Although meta-analysis is an important method to improve the precision and accuracy, to analyze and quantify the published results [61–63], some disadvantages exist in the meta-analysis. For the current meta-analyses, several limitations need to be taken with cautions. Firstly, obesity is always accompanied by other complications such as coronary artery diseases and hypertension. These confounding factors needed to be adjusted in the original case–control studies. We were unable to obtain the related information. Therefore we can’t exclude a chance of the positive findings confounded by these obesity-related factors. Secondly, the significant result of FAIM2 rs7138803 needs to be validated in the future. However, after Bonferroni’s correction by the number of testing, the association of FAIM2 rs7138803 was unable to retain significant. Thirdly, power analysis suggested moderate power in the meta-analyses of MTHFR rs1801133 (power = 78.2%) and SERPINE1 rs1799768 (power = 69.4%) The negative results of them might be caused by a lack of power in our meta-analyses. Future studies with larger samples may help clarify the contribution of these biomarkers to the risk of overweight/obesity.
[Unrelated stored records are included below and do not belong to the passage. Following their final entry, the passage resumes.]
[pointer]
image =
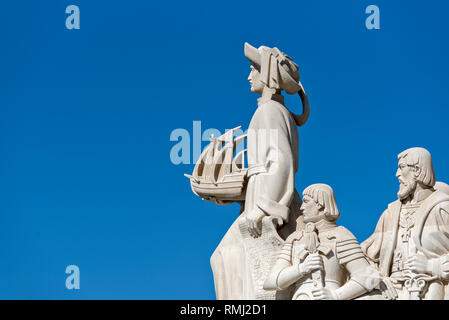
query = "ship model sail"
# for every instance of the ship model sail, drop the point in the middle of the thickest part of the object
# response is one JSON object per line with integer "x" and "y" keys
{"x": 219, "y": 174}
Our results identified significant associations between 2 polymorphisms (SH2B1 rs7498665 and FAIM2 rs7138803) and overweight/obesity. Moreover, overweight/obesity is a complicated disease influenced by both genetic and environmental factors. The potential mechanism of interaction between gene and environment could be taken into consideration in the future study. Well-designed studies with large samples could help elucidate the contribution of above polymorphisms to overweight/obesity.